I am also reading this thread but am unsure of what is being talked about. What is the problem in plain language?

https://docs.cloudron.io/certificates/#certificate-transparency

From what I read, it’s only one case to set up a public website, say on a www. subdomain.

  • Because www. is for public access, it may be ok to register a certificate for the specific subdomain and have it immediately announced to the certificate database.
  • Nevertheless, the document above links to a security problem with cert getting registered and announced before the website is properly installed.

And it’s a different case if subdomains are not to be published, e.g. because they are only for temporary or own use like xmpp-upload for chat users, admin, webmail login, whatever.

Say it’s a separate subdomain that’s not getting published, only answered but not listed by your dns, and not linked. Firewalls can catch and block port scans and the logs are clean.

  • In this case, using a subdomain specific certificate immediately announces non-public services to whatever interested parties. Services that could otherwise only be found by spidering or portscans, if at all.

I must disagree here.

You will ever only make certificates for (sub)domains. Registering a certificate only makes sense if the domain is available in DNS. DNS is public, so you will never be in a position where any corporation behind letsencrypt can get hold of your secret domains because there are no secret domains that are in DNS

All domains having installed an ssl certificate are listed in the website of the certificate company (letsencrypt for example).
So registering blog.myyuno.nohost.me drive.myyuno.nohost.me pass.myyuno.nohost.me etc… Are all listed in the website of letsencrypt.
But when using wildcard, there will be only *.myyuno.nohost.me

This may “help” bad guys look for servers in this list. With ‘*.’ it will be harder for them.
I don’t know if using wildcard with subdomains pointing to different servers would be possible.

Ok but does it matter that much?

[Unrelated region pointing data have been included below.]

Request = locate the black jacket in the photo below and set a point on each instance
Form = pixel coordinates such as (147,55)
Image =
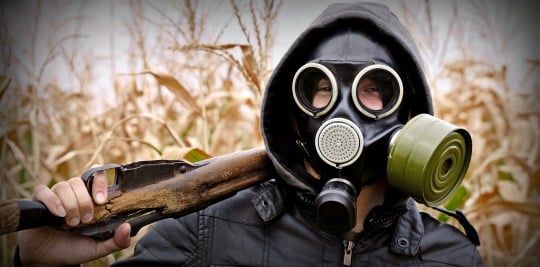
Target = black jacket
(267,225)
(273,224)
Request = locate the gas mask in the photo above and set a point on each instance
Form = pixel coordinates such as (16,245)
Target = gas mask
(351,136)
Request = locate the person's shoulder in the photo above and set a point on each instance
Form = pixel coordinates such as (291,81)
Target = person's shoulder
(442,240)
(244,205)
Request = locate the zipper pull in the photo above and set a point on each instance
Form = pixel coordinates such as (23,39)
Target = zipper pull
(347,256)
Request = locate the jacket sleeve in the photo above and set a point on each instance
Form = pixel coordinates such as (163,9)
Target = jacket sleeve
(171,242)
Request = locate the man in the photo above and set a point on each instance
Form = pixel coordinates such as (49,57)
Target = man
(331,108)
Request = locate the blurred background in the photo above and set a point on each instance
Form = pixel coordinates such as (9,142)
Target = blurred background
(96,82)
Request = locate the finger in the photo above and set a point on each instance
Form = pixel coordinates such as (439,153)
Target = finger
(86,205)
(99,187)
(120,240)
(50,199)
(64,191)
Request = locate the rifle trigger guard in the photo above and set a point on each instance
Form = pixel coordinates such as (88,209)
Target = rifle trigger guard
(88,175)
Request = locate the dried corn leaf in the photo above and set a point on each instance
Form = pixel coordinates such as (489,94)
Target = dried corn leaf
(175,87)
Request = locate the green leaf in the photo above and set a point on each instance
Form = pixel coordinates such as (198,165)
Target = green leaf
(458,198)
(195,155)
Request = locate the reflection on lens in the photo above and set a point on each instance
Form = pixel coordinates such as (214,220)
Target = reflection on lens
(314,89)
(378,91)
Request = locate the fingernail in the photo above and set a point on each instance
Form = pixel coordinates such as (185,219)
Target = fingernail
(87,217)
(61,211)
(100,198)
(74,221)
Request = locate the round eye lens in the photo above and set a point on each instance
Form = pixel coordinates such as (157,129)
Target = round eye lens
(314,89)
(378,91)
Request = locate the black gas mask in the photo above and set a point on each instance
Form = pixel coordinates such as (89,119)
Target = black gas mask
(352,136)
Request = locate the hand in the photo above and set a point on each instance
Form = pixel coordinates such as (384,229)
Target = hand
(69,199)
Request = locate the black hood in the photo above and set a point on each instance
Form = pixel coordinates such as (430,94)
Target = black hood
(376,21)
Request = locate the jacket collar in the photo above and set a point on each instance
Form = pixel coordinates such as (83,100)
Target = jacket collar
(269,202)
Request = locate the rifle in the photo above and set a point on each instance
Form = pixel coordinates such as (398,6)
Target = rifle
(147,191)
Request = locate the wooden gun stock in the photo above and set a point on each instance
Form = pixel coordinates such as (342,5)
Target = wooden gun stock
(149,191)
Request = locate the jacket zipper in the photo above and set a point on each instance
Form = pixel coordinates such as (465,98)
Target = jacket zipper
(347,255)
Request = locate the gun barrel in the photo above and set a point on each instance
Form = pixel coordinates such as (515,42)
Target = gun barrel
(206,183)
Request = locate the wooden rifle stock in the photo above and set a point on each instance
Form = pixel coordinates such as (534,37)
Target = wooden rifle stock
(148,191)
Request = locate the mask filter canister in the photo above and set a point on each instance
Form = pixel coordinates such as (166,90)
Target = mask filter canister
(428,159)
(336,206)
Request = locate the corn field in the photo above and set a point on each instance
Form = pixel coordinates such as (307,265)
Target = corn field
(181,83)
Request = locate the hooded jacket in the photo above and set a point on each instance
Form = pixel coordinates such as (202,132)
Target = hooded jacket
(273,223)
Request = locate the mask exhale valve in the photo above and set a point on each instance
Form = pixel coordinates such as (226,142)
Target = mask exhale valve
(336,206)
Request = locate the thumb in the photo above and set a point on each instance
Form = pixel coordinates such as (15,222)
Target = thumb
(120,240)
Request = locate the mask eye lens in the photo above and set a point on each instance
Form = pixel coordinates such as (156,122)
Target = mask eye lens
(314,89)
(378,91)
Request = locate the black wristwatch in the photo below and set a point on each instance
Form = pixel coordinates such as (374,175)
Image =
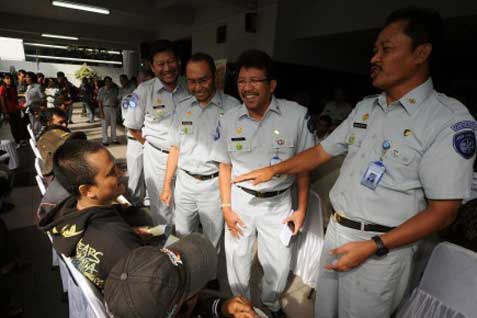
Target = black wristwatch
(382,250)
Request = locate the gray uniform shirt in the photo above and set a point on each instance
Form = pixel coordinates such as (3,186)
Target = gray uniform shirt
(195,129)
(154,107)
(432,149)
(109,97)
(249,144)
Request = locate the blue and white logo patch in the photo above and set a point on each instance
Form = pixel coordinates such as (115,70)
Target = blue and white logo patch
(464,143)
(465,124)
(133,101)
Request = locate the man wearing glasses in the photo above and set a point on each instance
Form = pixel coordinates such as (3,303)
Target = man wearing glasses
(196,195)
(262,131)
(149,120)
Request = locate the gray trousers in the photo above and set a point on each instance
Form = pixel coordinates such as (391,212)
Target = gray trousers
(372,290)
(135,164)
(155,163)
(263,220)
(198,201)
(109,120)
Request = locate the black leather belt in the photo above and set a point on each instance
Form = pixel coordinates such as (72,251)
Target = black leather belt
(360,226)
(160,149)
(259,194)
(202,177)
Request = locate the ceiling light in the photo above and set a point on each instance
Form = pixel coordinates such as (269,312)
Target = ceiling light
(55,36)
(62,47)
(73,59)
(80,6)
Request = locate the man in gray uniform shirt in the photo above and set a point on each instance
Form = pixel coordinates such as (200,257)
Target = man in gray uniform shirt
(264,130)
(196,195)
(408,166)
(154,106)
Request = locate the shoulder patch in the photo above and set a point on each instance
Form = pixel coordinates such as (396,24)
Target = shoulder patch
(465,124)
(464,143)
(310,123)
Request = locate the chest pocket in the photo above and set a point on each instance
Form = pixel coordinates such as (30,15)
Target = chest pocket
(284,147)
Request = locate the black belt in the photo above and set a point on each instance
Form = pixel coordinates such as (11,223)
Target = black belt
(361,226)
(202,177)
(259,194)
(160,149)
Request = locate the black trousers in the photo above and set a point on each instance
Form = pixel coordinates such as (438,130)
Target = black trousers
(18,126)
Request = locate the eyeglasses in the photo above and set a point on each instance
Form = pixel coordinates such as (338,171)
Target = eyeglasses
(199,81)
(252,81)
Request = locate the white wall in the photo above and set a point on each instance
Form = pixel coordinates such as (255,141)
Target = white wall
(50,69)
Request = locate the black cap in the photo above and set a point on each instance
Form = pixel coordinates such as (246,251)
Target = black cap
(154,282)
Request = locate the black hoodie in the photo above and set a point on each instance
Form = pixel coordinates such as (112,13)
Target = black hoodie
(96,238)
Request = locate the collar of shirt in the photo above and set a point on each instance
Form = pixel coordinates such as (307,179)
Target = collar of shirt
(412,99)
(272,107)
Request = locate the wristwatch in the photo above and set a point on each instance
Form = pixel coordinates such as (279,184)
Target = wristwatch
(382,250)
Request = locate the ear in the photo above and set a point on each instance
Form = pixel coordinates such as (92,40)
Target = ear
(422,53)
(87,191)
(273,86)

It might help those using the *.nohost.me addresses, but for anybody with their own domain name, if they know *.blah.com exists, they know your IP address and can attack SSH or the LDAP login page.

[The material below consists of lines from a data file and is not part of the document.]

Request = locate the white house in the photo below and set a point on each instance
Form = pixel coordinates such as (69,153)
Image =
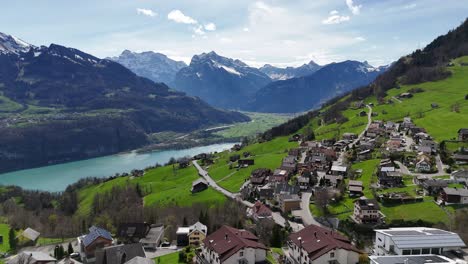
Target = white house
(415,241)
(317,245)
(229,245)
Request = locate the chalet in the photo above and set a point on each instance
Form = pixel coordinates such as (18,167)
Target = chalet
(460,176)
(423,164)
(259,211)
(390,178)
(152,240)
(355,188)
(279,176)
(338,170)
(259,176)
(349,136)
(433,186)
(366,211)
(97,238)
(199,185)
(460,159)
(132,232)
(231,245)
(32,257)
(454,195)
(289,202)
(197,233)
(245,162)
(119,254)
(317,245)
(463,134)
(415,241)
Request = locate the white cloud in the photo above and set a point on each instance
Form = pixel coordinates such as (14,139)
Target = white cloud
(179,17)
(146,12)
(354,8)
(210,27)
(335,19)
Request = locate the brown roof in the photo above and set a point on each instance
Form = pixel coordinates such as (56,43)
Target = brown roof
(317,241)
(227,240)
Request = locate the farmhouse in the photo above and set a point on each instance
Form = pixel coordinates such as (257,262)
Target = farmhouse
(316,245)
(366,211)
(454,195)
(231,245)
(199,185)
(415,241)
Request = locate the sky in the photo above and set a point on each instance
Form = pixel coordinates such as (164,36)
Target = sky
(278,32)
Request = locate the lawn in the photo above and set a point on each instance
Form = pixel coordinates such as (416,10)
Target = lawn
(4,230)
(260,123)
(162,186)
(266,155)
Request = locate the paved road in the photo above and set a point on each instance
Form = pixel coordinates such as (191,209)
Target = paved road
(305,213)
(275,216)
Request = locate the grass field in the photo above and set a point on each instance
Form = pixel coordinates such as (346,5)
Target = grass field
(162,186)
(4,230)
(266,155)
(259,124)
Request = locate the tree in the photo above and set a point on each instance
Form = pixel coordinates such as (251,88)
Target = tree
(70,249)
(12,239)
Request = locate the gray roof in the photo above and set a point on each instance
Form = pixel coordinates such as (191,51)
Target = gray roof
(115,254)
(140,260)
(94,233)
(411,259)
(422,237)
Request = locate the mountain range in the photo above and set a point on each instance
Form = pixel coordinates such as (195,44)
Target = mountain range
(59,104)
(154,66)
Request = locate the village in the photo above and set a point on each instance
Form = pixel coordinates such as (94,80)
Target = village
(315,174)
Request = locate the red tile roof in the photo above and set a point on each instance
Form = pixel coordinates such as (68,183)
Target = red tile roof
(317,241)
(226,241)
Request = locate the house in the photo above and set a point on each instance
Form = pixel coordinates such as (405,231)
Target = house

Anyways, more security is better, so carry on guys :smiley:

What IP addresses would be known from *.domain.tld ?

DNS server has disabled zone transfers and is not returning a list when queried for “any”. So one could only guess for not publicly advertised subdomains, and could further only probe or portscan for services.




PS: Maybe check this out, when looking at the dns queries that yunohost is doing, the log will show (outgoing) probing for many external cryptic-string subdomains. (Identifying metadata from all incoming and outgoing emails to someone else’s network.) Are all of them known?